Transtornos Neuropsiquiátricos e a Influência da Microbiota Intestinal
A disbiose intestinal tem sido associada a uma variedade de condições de saúde, incluindo doenças crônicas como doenças inflamatórias intestinais (DIIs), diabetes tipo II, obesidade e síndrome metabólica. No entanto, a relação entre a microbiota intestinal e os transtornos neuropsiquiátricos (NPDs) tem atraído uma atenção crescente, especialmente devido às evidências de que a microbiota intestinal pode influenciar o desenvolvimento e a sintomatologia de várias condições psiquiátricas.
Entre os NPDs mais estudados em relação à microbiota intestinal estão a depressão, ansiedade, e os transtornos do neurodesenvolvimento - autismo e TDAH, com evidências crescentes de que problemas gastrointestinais estão comumente associados a eles. Além disso, há indícios de que a microbiota intestinal sintetiza compostos relevantes que contribuem para disfunções observadas nesses transtornos.
Depressão, Ansiedade e Estresse
A depressão e a ansiedade estão intimamente ligadas ao estresse, que também influencia a microbiota intestinal.

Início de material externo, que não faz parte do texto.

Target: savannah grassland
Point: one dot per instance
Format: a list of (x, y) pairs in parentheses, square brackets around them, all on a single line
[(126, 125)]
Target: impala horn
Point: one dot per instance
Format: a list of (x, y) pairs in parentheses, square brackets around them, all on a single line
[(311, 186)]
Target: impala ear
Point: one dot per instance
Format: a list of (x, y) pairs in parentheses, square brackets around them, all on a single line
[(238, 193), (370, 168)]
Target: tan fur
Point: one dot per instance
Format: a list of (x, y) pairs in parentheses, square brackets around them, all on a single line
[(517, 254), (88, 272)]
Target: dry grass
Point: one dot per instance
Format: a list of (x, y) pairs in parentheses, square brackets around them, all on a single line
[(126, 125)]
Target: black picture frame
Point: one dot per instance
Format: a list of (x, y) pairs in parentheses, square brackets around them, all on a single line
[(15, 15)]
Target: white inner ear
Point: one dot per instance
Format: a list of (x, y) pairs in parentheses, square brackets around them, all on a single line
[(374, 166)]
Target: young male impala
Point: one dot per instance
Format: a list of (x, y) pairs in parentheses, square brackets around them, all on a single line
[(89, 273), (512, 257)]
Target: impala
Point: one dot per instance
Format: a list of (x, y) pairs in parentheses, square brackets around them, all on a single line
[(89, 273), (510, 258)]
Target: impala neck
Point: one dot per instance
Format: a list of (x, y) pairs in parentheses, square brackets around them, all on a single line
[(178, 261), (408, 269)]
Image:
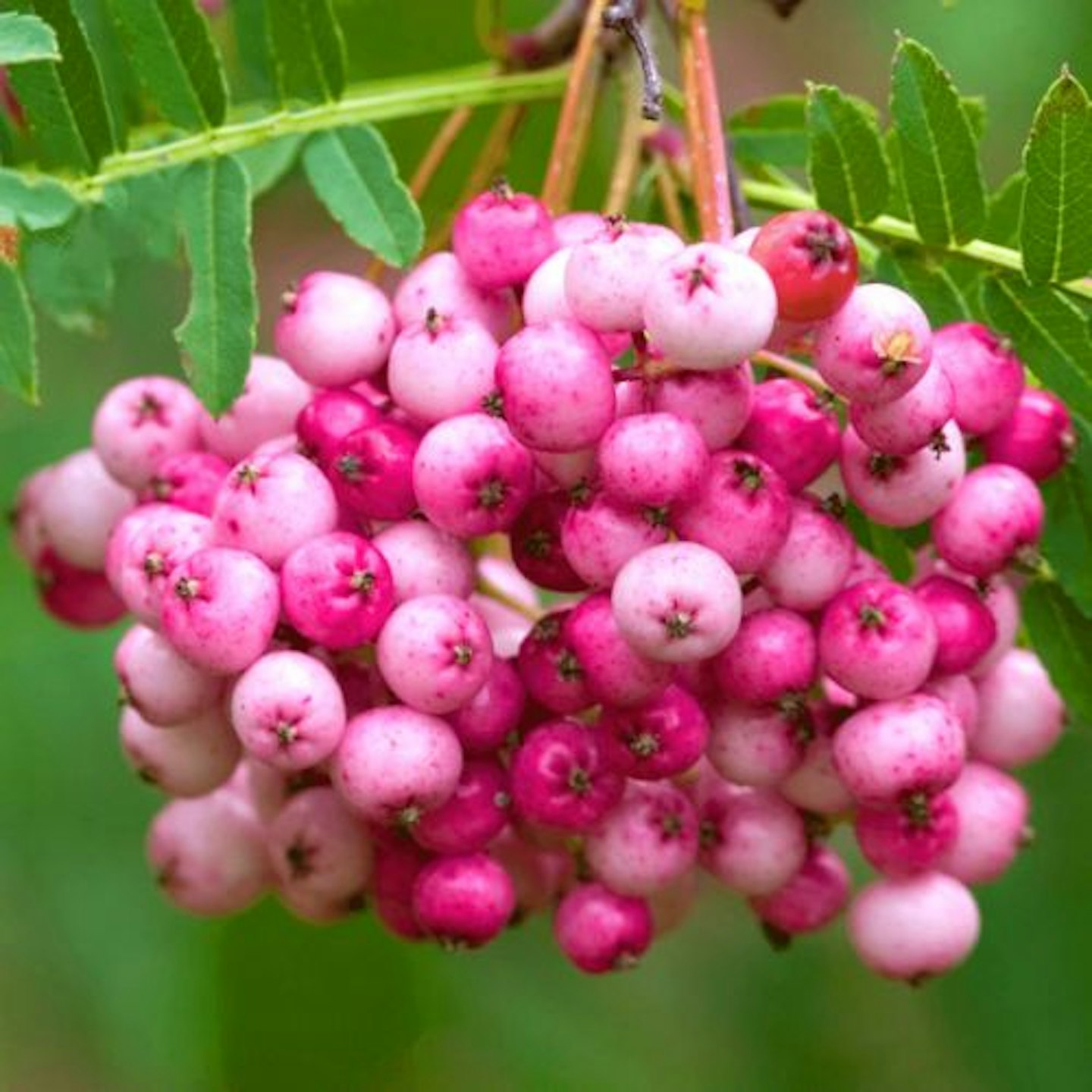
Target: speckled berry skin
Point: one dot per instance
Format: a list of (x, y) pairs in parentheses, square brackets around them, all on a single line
[(600, 930), (876, 347), (709, 308), (896, 748), (337, 590), (676, 603), (209, 855), (915, 927), (162, 686), (647, 841), (561, 778), (742, 511), (556, 384), (288, 710), (221, 610), (660, 739), (987, 376), (811, 899), (472, 476), (793, 429), (500, 238), (394, 764), (435, 652), (996, 513), (1037, 437), (606, 278), (140, 423), (272, 506), (335, 329), (878, 640)]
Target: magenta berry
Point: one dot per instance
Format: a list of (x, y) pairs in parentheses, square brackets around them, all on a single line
[(600, 930), (337, 590), (501, 237), (334, 329), (561, 778)]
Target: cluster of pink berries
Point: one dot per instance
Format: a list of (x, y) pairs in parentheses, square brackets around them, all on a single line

Estudos demonstram que o eixo HPA (hipotálamo-hipófise-adrenal), o sistema imunológico e a microbiota interagem, aumentando a vulnerabilidade a esses transtornos.
Evidências de Estudos em Animais
O estresse altera o eixo HPA e reduz os níveis do fator neurotrófico derivado do cérebro (BDNF), essencial para a saúde neuronal.
Probióticos como Bifidobacterium infantis e Lactobacillus rhamnosus melhoraram respostas ao estresse e reduziram sintomas de ansiedade e depressão em camundongos, promovendo alterações no sistema GABAérgico e elevando os níveis de triptofano plasmático.
Em ratos com depressão pós-infarto do miocárdio, Lactobacillus helveticus e Bifidobacterium longum reduziram sintomas de desesperança e melhoraram comportamentos sociais.
Essas descobertas reforçam a importância da microbiota no eixo intestino-cérebro (GMGBA) e sua influência bidirecional nos sintomas neurológicos.
Microbiota e Transtornos do Espectro Autista (TEAs)
Os TEAs, que incluem autismo, síndrome de Asperger e outros transtornos invasivos do desenvolvimento, também apresentam relação com o GMGBA.
Estudos e Descobertas
Em crianças, a administração de Lactobacillus rhamnosus GG nos primeiros meses de vida foi associada a menor incidência de sintomas autistas e de TDAH na adolescência.
Em modelos animais, a disbiose intestinal envolvendo Bacteroidetes e Firmicutes foi associada ao desenvolvimento de sintomas autistas, com diferenças baseadas no sexo.
Esses achados sugerem que alterações na microbiota podem influenciar tanto o desenvolvimento quanto a gravidade dos sintomas autistas.
Conexões entre Depressão, Ansiedade, TEAs e TDAH
Depressão, ansiedade, TEAs e TDAH compartilham uma base neurobiológica e funcional. Alterações no eixo intestino-cérebro e na microbiota intestinal desempenham um papel central em todos esses transtornos.
Microbiota e Neurodesenvolvimento
A disbiose pode prejudicar neurotransmissores como serotonina e dopamina, essenciais para o funcionamento cerebral.
A regulação do eixo GMGBA é uma abordagem promissora para reduzir sintomas e melhorar a qualidade de vida de pessoas com essas condições.